声の方へと視線を向ける。先頭に立つ少年のすぐ後ろに控えていた一人の少女が、
「なに勝手に仕切ってる訳? こうして
険の強い物言いをしながら、小柄な少女が歩み出てくる。背丈で言えば紗夜と良い勝負と言ったところか。綺麗な髪をツインテールにした少女は、鷹音を侮蔑するような物腰で言葉を続けた。
「何か見た事もない戦闘服を着てるみたいだけど、新人のくせにそんなカスタマイズしまくりの服着て恥ずかしくないの? どれだけ着飾って強がっててもね、光希みたいに謙虚に自分の強さを求めてるような人間じゃないとそう言うのは似合わな――」
「
そこで。
今度はその少女の言葉が遮られた。声の主は集団の先頭に立つ少年だった。
彼は言葉と共に手で少女を抑えると、優しい手つきで後ろに下がらせた。それと同時、柔らかく微笑んで細めた瞳を差し向ければ、栞と呼ばれた少女は僅かに頬を赤らめて大人しく黙り込んでしまった。
「ごめんな、彼女も別に悪気があった訳じゃないんだ」
こちらに向き直った彼が、少しだけ微笑みの色を変えてそう言った。
「あんたの言う通り、俺達が監理局に言われて派遣された追加人員だ。戦闘の可能性も視野に入れておくように言われていたんだが、どうやらその心配はない感じか?」
「どこからどう見てもそうよ、光希!」
と、すぐさま少年の後ろに控えた少女、栞が割り込んできた。
「こんな奴がたった一人でいたんだもん。もし本当に神屍の第二波が来てたんなら、今頃大惨事じゃない。心配して急いだのに損しちゃったわね」
そう言って栞が何故か鷹音に見下すような視線を向けてきた。
何か彼女の神経に触れるような事でもしただろうか、と鷹音は意識の片隅で考えるが、当然思い当たる節など無い。
だがまぁ、このように理由も無く突っ掛かって来る輩が機士の中に少なくない事を鷹音も知っているので、特に気にすることも無く視線を外した。
そこで先程、李夏から支機官達に対して連絡をするように言われていた旨を思い出し、左手首のラスタを起動させ、ウインドウを展開させる。
だがそこで不意に、彼に向けて差し出される手があった。
「取り敢えず、俺がこの部隊の指揮を担っている一条光希だ。あんたは?」
「……筱川鷹音だ」
爽やかな笑顔と、それと共に向けられた右手を交互に見やった後、鷹音は大人しく名乗り返し、少年の手を握った。

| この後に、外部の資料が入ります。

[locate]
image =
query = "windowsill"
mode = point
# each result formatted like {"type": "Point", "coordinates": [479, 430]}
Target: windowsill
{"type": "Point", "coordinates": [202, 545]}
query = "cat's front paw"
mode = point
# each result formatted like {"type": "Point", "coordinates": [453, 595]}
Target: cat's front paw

「さっき栞も言っていたが、確かにあまり見慣れない戦闘服だな。全部自分でカスタマイズの発注をかけたのか?」
「……いいや」
「見たところ俺と同い年か、一つ二つ年下って感じだな。俺は今年で一九になったんだが、あんたは?」
「……一八だけど」
「おっ、それなら俺の方が一つ年上だ。同年代の機士とこんなところで会えるなんて嬉しいな」
「……それは良かった」
「俺いま、年齢の近い機士を集めて新しい部隊を作ろうとしててさ。新人機士だろうが何だろうが関係なく、皆が仲良く助け合ってやっていける、そんな部隊だ。まぁ何故か見ての通り、今の段階じゃ部隊員もそこまで多くなくて、しかも女の子が多いんだけど、良かったらあんたも俺のところに――」
「その前に」
放っておけば何処までも話が続きそうだったので、鷹音は強引に言葉を遮った。
その瞬間、光希の背後に控える少女達から非難の目が発せられたが、それにわざわざ構っている暇はない。

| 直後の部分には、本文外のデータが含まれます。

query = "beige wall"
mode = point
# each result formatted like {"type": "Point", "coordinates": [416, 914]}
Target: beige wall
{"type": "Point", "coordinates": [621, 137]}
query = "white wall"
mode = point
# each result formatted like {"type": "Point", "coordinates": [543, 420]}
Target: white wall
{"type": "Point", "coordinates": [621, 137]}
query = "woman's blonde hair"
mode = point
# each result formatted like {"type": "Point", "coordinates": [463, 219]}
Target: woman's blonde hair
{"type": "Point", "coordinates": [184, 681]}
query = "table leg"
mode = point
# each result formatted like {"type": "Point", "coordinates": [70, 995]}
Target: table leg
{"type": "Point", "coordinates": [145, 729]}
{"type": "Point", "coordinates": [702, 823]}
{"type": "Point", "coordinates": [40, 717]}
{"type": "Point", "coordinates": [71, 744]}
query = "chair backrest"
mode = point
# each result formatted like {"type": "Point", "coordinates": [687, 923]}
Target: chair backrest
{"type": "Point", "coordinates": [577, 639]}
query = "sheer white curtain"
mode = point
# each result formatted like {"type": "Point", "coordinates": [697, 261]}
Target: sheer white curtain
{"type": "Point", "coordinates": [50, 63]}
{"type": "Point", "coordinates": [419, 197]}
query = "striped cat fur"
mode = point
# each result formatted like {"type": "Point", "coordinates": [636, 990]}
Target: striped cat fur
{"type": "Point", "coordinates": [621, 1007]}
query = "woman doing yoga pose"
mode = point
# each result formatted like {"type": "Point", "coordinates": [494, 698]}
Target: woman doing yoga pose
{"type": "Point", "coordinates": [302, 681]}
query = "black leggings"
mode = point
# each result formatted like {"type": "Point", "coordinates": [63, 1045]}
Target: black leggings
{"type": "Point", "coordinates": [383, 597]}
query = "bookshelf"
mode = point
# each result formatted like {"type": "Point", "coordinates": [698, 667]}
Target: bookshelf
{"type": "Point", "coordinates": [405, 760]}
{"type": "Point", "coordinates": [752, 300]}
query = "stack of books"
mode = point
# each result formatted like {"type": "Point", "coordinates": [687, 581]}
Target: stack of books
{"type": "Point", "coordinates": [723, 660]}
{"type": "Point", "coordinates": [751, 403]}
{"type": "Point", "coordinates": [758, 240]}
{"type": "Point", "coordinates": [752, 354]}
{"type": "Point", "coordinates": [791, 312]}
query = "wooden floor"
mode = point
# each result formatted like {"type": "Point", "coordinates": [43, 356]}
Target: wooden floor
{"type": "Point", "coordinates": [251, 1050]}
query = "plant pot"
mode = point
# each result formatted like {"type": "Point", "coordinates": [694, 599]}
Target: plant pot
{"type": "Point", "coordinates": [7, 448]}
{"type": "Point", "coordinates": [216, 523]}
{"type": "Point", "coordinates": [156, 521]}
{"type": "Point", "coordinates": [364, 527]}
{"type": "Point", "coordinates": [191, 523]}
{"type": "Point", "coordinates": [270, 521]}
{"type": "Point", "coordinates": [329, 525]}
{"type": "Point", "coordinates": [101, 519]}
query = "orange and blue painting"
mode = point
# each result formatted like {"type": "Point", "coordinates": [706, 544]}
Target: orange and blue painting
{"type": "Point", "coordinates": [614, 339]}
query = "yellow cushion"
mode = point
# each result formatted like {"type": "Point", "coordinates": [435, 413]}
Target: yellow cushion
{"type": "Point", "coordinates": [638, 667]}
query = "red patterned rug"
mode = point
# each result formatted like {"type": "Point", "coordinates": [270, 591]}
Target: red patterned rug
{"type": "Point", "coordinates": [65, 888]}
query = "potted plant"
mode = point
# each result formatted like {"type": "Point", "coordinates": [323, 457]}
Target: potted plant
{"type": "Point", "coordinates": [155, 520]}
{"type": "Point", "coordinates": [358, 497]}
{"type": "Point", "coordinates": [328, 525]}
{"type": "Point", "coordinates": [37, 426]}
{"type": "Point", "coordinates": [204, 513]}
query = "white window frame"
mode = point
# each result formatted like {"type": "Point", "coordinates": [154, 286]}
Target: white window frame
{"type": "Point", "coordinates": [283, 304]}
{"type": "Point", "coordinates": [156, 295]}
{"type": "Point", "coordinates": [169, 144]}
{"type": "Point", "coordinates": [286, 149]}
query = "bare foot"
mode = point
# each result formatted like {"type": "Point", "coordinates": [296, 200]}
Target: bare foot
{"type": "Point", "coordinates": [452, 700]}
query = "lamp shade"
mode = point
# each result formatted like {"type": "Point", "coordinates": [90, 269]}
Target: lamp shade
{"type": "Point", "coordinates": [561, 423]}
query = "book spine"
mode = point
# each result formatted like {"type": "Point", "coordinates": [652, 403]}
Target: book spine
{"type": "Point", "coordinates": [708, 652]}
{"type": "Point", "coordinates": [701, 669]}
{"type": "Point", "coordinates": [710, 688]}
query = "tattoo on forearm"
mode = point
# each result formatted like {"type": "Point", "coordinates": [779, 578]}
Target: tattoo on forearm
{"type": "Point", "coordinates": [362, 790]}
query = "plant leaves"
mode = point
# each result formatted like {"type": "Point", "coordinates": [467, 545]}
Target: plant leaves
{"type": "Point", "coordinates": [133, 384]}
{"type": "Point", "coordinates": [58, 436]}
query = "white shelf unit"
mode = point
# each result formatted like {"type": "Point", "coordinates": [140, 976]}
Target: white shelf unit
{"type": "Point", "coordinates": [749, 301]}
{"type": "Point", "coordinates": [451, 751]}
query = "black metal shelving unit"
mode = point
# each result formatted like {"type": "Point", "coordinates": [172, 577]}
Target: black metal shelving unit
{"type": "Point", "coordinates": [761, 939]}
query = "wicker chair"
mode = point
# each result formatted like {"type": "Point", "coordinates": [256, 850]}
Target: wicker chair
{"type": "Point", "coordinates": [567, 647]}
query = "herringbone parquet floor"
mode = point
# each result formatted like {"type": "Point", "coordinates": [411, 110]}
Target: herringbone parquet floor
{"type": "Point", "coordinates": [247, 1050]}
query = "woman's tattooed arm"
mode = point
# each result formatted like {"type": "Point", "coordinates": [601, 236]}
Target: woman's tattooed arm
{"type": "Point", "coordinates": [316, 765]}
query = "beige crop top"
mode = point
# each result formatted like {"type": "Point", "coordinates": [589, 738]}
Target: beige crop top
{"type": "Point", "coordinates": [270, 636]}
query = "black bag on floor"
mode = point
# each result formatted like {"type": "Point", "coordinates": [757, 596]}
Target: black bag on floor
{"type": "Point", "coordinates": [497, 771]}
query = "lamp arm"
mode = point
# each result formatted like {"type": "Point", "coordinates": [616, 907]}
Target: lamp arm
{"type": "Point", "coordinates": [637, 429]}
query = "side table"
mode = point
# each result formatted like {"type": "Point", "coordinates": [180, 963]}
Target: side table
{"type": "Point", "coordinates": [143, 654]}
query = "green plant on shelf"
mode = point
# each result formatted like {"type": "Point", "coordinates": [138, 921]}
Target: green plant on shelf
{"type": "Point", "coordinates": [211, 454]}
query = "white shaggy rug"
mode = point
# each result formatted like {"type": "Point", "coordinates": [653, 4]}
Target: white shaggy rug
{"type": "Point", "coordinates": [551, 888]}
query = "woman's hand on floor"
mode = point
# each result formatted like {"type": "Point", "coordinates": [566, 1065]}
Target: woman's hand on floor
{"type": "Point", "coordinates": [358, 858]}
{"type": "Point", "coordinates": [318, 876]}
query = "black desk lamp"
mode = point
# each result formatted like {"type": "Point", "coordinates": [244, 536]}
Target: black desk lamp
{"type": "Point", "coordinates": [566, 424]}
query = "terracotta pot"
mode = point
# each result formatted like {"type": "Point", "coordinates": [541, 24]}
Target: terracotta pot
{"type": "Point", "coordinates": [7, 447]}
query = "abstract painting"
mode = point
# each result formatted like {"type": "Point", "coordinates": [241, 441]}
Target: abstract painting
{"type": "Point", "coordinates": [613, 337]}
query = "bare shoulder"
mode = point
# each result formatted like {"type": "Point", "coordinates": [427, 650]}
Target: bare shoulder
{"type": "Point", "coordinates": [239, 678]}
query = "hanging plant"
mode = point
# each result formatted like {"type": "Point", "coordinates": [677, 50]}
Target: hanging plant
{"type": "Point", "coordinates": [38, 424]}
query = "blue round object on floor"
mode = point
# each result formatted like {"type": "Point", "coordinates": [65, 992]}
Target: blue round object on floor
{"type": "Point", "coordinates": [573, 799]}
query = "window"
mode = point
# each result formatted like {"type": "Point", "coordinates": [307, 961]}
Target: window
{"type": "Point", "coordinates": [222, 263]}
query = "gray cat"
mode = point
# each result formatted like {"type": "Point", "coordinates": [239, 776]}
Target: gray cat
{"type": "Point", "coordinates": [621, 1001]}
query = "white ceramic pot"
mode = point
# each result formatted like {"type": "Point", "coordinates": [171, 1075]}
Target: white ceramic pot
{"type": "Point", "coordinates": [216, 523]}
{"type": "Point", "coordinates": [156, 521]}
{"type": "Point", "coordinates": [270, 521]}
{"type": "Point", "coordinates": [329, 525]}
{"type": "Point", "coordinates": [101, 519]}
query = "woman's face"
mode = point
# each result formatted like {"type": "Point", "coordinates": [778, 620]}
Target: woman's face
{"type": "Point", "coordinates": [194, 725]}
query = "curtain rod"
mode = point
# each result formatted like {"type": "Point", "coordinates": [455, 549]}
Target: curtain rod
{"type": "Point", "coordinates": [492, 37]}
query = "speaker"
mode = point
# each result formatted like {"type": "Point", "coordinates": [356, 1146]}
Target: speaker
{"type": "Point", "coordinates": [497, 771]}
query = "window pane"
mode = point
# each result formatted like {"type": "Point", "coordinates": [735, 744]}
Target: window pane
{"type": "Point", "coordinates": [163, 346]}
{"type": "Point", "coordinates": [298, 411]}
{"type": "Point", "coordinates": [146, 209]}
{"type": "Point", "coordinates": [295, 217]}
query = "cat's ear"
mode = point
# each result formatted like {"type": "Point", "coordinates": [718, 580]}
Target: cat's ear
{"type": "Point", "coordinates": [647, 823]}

鷹音はホロキーボードに指を走らせ、葛山に対するメッセージを打ち込みながら、少し離れた位置にある半壊した建物の辺りへ視線を向けた。
「あそこで俺の仲間が身体を休めている。すまないけれど、そちらで何人か彼女の救護を頼みたい。俺はこの場に残るよう言われているから、代わりに彼女を監理局まで安全に帰還させてやりたいんだ」
「……彼女、と言う事は、あんたの仲間は女なのか?」
「あぁ」
「そうか。そう言う事なら任せてくれ!」
光希は一つ頷いた後、すぐさま背後の少女達に指示を飛ばして二名の機士を紗夜の許へ向かわせた。
決して少なくない数で構成された部隊であるのに、その指揮系統には揺らぎが無い。その年で大したものだと、鷹音はその点に於いてのみ、ほんの少しだけ感心の色を見せた。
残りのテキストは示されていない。